If someone were to ask your children how their parents resolve conflict, what would they say? Chances are, they would not have an answer. Just like there are specific steps to learn to dance a waltz and specific steps to learn to dance a tango, there are specific steps to learn to resolve conflict and specific steps to learn to connect on a deep, emotional level. Do you know these steps? Dr. John Gottman of The Gottman Institute says, “Couples do not divorce necessarily because they fall out of love, couples divorce because they never ‘learned’ how to resolve their problems.”
Couple’s counseling offers a platform to learn vital skills needed for a healthy and intimate marriage relationship, namely healthy communication, and conflict resolution. It also teaches things like common differences between men and women, ways to strengthen a relationship, ways to prevent erosion in a relationship, how to take responsibility for “your side of the street,” how to appreciate personality differences and so much more! We all bring baggage into our marriages from childhood experiences, and counseling offers a venue for resolving issues that hamper our emotional wellbeing. Another option is to find a church that offers marriage counseling, through on-staff counselors, or by way of a married Bible study class. A marriage class is extremely beneficial. You receive the tools needed to have a successful marriage, while at the same time developing friendships with others in your same stage of life and who are also like-minded. A good marriage surrounds itself with other healthy relationships.

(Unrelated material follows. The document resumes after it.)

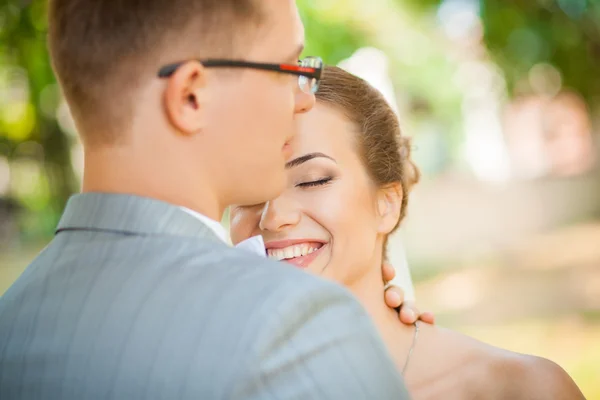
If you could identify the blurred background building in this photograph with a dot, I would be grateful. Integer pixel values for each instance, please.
(502, 100)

Do not let pride stand in the way of taking necessary steps to grow and learn to create a fulfilling relationship with your spouse. God warns us in only four words what happens to those who hang onto pride. “Pride goes before destruction…” -Proverbs 16:18. Successful people do not run away from learning the skills needed to be in a healthy relationship, they run towards them. Good marriages do not “just happen,” rather, they evolve from learning how to resolve problems and connect in meaningful ways.